Question

A video game designer places an anthill at the origin of a coordinate plane. A red ant leaves the anthill and moves along a straight line to (1,1), while a black ant leaves the anthill and moves along a straight line to (-1,-1). Next, the red ant moves to (2,2), while the black ant moves to (-2,-2). Then the red ant moves to (3,3) while the black ant moves to (-3,-3), and so on. Explain why the red ant and the black ant are always the same distance from the anthill.

Answer 1

The red ant and the black ant are always the same distance from the anthill because they are both moving along parallel straight lines.

Step-by-step explanation:

The red ant and the black ant are always the same distance from the anthill because they are both moving along straight lines that are parallel to each other. When the red ant moves to (1,1) and the black ant moves to (-1,-1), they are both 2 units away from the origin but on opposite sides.
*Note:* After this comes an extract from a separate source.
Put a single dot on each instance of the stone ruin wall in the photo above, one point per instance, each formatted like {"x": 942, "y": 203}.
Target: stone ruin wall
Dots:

As they continue to move, the red ant moves to (2,2) and the black ant moves to (-2,-2), still maintaining the same distance from the origin. This pattern continues, with both ants always maintaining the same distance from the anthill.

Answer 2

If you were to graph this situation out, you will see that the ants are traveling along the y = x graph. It should be intuitive why they will always be the same distance from the anthill since they are moving at the same rate on the very same line, but in opposite directions.

Mathematically, we can use the distance formula. Let (x,x) be the coordinate where the red ant is and and (-x,-x) be the coordinate where the black ant is, where "x" is some number.

So the red ant's distance from the origin is: sqrt[(x-0)^2 + (x-0)^2) = sqrt[2x^2]

= x*sqrt(2)

Similarly the black ant's distance from the origin is: sqrt[(-x-0)^2 + (-x-0)^2) = sqrt[2x^2]

= x*sqrt(2)

As you can see, they are the same distance from the anthill.